The British Council announced an exhibition of British art from the last 30 years that will tour four cities in China (Chengdu, Xi’an, Hong Kong New Territories and Suzhou), at a time of increased interest in cultural relations between China and the UK.

“Made In Britain: Contemporary Art from the British Council Collection 1980 – 2010” has been created in partnership with the Sichuan Provincial Museum, Xi’an Art Museum, Hong Kong Heritage Museum and Suzhou Museum, to provide the first opportunity for audiences in four regional cities in China to see original art works by leading British contemporary artists. Selected by Chinese curators working closely with the British Council’s Visual Arts Department, the exhibition has been drawn from the rich reserves of the British Council’s Collection of over 8,500 works of 20th and 21st century British art.

Launching on 17 December 2010 at the Sichuan Provincial Museum in Chengdu (the capital of Sichuan Province) the exhibition features over 50 works by a wide range of artists, including Keith Arnatt, Helen Chadwick, Peter Doig, Gilbert & George, Damien Hirst, Sarah Lucas, Cornelia Parker and Mark Wallinger, to reflect the breadth and diversity of British art throughout the 30-year period 1980-2010.

“This exhibition defines the very nature and reach of the British Council’s Collection in taking works of art to far-flung parts of the world where, in most circumstances, borrowing works for such an arduous tour would be almost impossible,” explains Richard Riley, Head of Exhibitions at the British Council.

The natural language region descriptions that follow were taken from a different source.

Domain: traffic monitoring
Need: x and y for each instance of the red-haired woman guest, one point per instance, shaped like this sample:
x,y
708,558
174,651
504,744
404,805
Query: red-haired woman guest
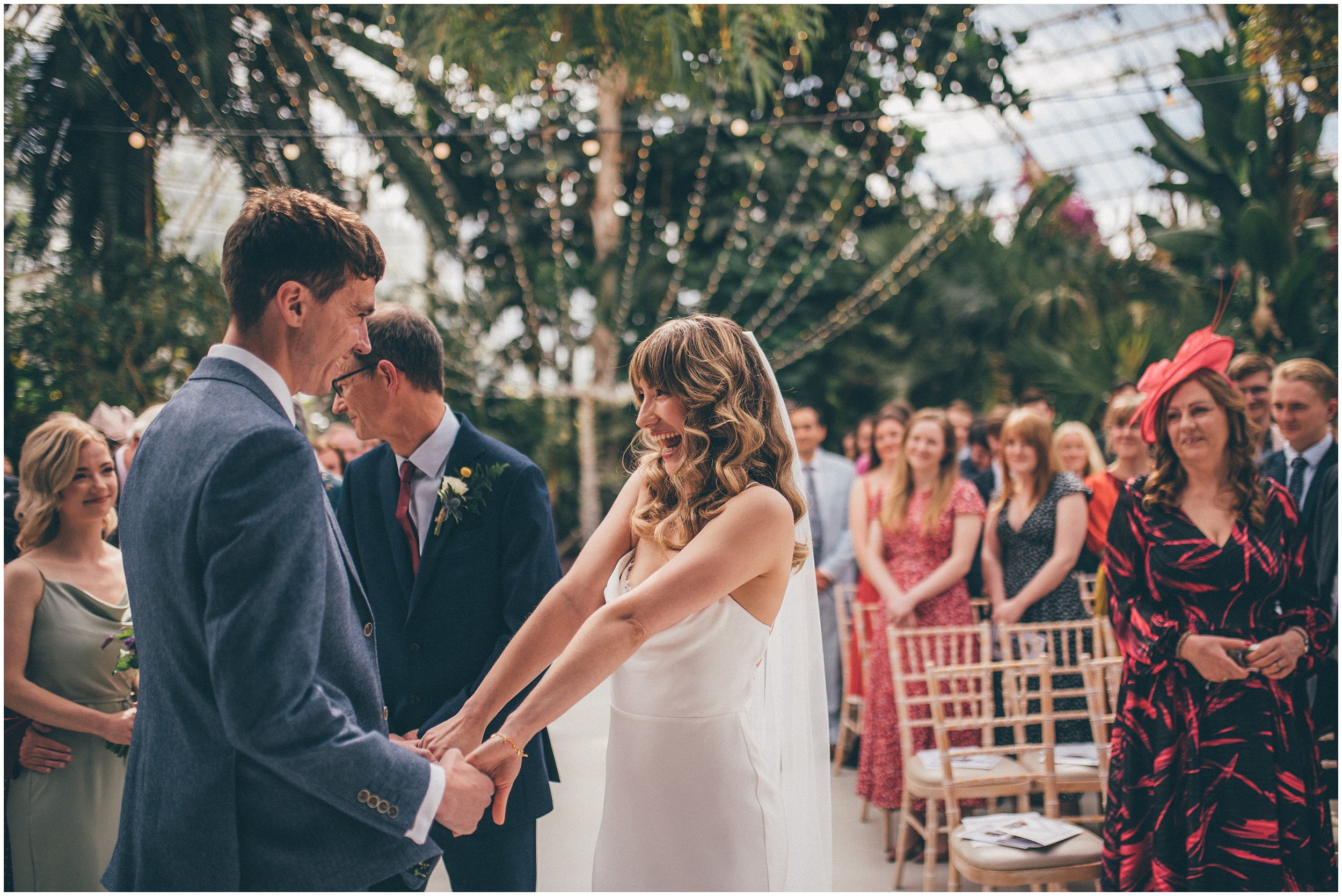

‘Made In Britain’ is one of a series of major British Council exhibitions organised specially for China in recent years. It follows the success of ‘The Future Demands Your Participation: Contemporary Art from the British Council Collection’, which opened at the Minsheng Art Museum, Shanghai, in February 2010 and builds on the success of the UK’s participation at Shanghai Expo which drew millions of visitors to the Expo Park during the six-month period May-October. This new exhibition also acts as a precursor to UK Now, a major UK arts festival which will take place across China in 2012.